Historically, before data was managed it was moved to a central location. For a long time that central location was the staging area for an enterprise data warehouse (EDW). While EDWs and their staging areas are still in use – especially for structured, transactional and internally generated data – big data has given rise to another central location, namely the data lake. As a storage repository for vast amounts of raw data in its native format, a data lake often contains data that is semistructured or unstructured, nontransactional or event-driven, and externally generated.
Centralizing data before it’s managed has its advantages. The main benefit is that there’s only one place the enterprise has to build and maintain the processes for cleansing, unduplicating, transforming and structuring data. Of course, this approach is based on the assumption that most of the data business users consume will be sourced from this data management hub. But these days business users have access to an abundance of alternative data sources, both within and outside of the enterprise.

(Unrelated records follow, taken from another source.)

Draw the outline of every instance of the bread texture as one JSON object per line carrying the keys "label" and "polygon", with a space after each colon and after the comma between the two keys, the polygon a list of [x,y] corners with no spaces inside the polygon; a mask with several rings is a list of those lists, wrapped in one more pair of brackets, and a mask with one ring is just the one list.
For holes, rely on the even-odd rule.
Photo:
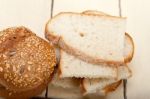
{"label": "bread texture", "polygon": [[106,79],[106,78],[98,78],[98,79],[83,79],[82,88],[84,88],[84,93],[95,93],[97,90],[101,90],[106,86],[120,81],[122,79],[127,79],[132,76],[131,70],[128,66],[120,66],[118,67],[118,79]]}
{"label": "bread texture", "polygon": [[22,26],[0,34],[0,84],[15,92],[47,85],[56,65],[54,47]]}
{"label": "bread texture", "polygon": [[[134,44],[129,34],[125,34],[124,59],[130,62],[134,53]],[[117,67],[117,66],[116,66]],[[86,63],[61,50],[60,76],[85,78],[117,78],[116,67]]]}
{"label": "bread texture", "polygon": [[46,38],[59,37],[58,45],[83,61],[121,65],[125,21],[112,16],[60,13],[47,23]]}
{"label": "bread texture", "polygon": [[60,78],[57,71],[54,74],[51,85],[67,89],[79,89],[80,80],[79,78]]}
{"label": "bread texture", "polygon": [[117,78],[117,67],[90,64],[67,54],[63,50],[60,54],[59,70],[61,78]]}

How managing data where it lives can help with governance, quality and more
The alternative to moving data to a data management hub for processing involves building services around where the data lives (e.g., in-cloud, in-database, in-memory, in-stream). In the past, this raised legitimate concerns about application silos being created because of tightly coupling the data with the data management processes built around it. But over the last decade the data management software industry has largely shifted its paradigm to a service-oriented, build-it-once-reuse-it-everywhere delivery and deployment model for data management processes. Creating data management processes once and reusing them gives the enterprise a standard, repeatable method for managing data.
When data does not have to be moved before it's managed, the data continues to be available at the same place consumers are accustomed to accessing it. This not only makes improved data more accessible to business users – it also eliminates the overhead of training them on how to use new applications and interfaces. Another fundamental issue with moving data to another location to perform data management tasks is the disconnect it creates between sourced data and managed data. And since governance and management go hand in hand, it also creates a disconnect between sourced and governed data.
When data stays put, minimizing the number of places where it must be managed and governed, it becomes easier to enact and enforce data governance policies and procedures. Key data governance issues like establishing and sustaining the right level of data quality, privacy and security are often a necessary disruption to daily business activities. But data governance becomes less disruptive when governance happens at home, so to speak – that is, when governance works where data lives. The bottom line: Managing data where it lives with in-data processing minimizes data movement, improves data quality and sustains data governance.